There is no understanding of the necessity to initiate and sustain research on public
health. Even in the case of medical research there is no mention of the necessity of
regulation and to develop ethical criteria in this regard. The question of TRIPS is
discussed in terms of the possible impact on drug prices, not of the crippling effect of
TRIPS on medical research.
ELOQUENT SILENCE
The biggest
omission in the draft is the lack of any discussion on comprehensive and universal health
care. In contrast the NHP 1983 had said: “India is committed to attaining the goal
of Health for All by the Year 2000 A.D. through the universal provision of
comprehensive primary health care services”.
On the contrary
there are no policy prescriptions on the content of the primary health care system. The
new draft, thus, repudiates a fundamental concept of the NHP 1983 and the Alma Ata
declaration. It is also conspicuously silent on the village health worker – the first
contact in the primary health care system. In other words, by its silence, the draft,
provides a framework for the dismantling of the whole concept of primary health care.
On the question
of population control programme, which the health movement has long held to constitute a
major drain on primary health care the draft has nothing substantive to say.
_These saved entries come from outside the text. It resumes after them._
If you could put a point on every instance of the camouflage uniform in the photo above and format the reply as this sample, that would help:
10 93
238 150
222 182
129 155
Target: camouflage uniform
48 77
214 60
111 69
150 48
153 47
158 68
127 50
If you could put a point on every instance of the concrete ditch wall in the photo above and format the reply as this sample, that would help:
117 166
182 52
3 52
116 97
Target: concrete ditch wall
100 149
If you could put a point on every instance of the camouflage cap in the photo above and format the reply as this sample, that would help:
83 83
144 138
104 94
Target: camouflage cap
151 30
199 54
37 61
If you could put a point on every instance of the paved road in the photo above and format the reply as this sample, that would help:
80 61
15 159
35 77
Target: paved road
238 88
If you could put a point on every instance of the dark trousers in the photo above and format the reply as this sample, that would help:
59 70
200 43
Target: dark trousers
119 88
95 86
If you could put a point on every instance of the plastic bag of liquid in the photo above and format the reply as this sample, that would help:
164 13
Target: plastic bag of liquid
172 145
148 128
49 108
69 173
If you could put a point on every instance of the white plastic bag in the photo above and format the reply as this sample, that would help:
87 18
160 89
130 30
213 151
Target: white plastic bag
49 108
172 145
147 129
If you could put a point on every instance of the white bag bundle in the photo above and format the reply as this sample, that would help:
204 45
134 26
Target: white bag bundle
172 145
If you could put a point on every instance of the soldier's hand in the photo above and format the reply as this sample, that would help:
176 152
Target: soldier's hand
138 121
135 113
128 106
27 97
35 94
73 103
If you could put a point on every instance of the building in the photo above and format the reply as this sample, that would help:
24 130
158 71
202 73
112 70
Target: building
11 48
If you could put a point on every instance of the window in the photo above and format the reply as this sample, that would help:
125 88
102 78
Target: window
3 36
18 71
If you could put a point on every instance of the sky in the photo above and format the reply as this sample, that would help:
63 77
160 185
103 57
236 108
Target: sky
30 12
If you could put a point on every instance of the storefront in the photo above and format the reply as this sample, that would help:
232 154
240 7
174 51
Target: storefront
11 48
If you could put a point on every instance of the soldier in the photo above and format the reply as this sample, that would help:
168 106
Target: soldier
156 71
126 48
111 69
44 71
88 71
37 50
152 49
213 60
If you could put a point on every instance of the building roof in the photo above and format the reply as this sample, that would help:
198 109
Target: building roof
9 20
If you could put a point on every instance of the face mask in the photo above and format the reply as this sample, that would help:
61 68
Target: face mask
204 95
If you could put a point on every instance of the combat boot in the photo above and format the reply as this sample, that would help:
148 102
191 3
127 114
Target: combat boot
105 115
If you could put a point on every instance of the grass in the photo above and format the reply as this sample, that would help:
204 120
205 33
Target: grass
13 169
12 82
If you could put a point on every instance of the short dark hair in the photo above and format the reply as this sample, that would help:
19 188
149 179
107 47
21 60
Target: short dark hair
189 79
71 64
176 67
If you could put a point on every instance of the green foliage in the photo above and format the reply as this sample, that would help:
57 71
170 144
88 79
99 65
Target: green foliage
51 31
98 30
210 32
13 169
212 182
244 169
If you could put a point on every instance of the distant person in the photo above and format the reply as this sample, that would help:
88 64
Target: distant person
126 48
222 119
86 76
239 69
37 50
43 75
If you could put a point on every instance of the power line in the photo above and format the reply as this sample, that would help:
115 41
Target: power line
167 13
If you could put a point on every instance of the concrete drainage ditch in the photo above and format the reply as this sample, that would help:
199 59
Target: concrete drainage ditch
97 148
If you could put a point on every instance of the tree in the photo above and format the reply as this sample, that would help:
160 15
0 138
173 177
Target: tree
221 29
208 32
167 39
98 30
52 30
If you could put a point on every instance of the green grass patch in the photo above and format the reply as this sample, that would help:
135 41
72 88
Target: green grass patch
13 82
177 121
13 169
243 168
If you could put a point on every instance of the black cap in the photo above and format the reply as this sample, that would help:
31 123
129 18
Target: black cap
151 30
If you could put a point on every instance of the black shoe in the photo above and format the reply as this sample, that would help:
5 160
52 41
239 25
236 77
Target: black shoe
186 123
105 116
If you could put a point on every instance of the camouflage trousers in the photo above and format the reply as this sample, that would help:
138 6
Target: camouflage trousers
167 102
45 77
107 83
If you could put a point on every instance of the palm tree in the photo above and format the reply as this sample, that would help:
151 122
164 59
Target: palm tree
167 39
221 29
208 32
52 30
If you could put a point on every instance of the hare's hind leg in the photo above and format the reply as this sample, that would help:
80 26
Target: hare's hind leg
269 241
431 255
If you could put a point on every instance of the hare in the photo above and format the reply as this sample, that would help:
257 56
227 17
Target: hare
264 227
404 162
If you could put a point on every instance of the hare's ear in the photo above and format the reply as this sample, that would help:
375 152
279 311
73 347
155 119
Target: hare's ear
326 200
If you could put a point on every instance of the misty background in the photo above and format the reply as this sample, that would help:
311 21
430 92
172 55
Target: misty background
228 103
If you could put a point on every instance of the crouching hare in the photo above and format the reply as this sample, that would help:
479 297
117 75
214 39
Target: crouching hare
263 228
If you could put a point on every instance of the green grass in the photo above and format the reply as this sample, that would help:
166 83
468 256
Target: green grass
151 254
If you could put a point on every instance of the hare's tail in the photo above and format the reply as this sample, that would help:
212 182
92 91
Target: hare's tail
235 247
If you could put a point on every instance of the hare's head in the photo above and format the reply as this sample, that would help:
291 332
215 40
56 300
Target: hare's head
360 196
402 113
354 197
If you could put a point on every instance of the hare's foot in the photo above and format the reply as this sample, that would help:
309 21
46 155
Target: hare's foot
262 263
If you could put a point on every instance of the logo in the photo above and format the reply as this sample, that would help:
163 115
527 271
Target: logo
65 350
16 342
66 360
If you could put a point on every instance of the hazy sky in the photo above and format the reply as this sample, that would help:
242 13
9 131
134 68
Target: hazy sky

It repeats
the usual sophistry that advances in public health have been nullified by the increase in
population. This refrain contradicts all evidence available across the globe, which shows
that population stabilisation follows attainment of certain socio-economic standards and
not the other way round.
The draft is
practically silent about pharmaceuticals and their impact on health care – thereby
relinquishing its role in formulation of the drug policy. This is even more surprising
given the fact that a new Drug Policy is currently being discussed by the industry
ministry and reports about the policy have been available for some months. It is
understood that this new policy will recommend further relaxation of price and production
controls. Are we to understand from this that the NHP believes that increased drug prices
and non-availability of essential drugs have no impact on the health sector?
In brief, the
draft constitutes a return to the concept of centrally-directed, institution-based health
care. If allowed to be enshrined in its present form, the NHP can be used as a tool to
legitimise privatisation of the health sector.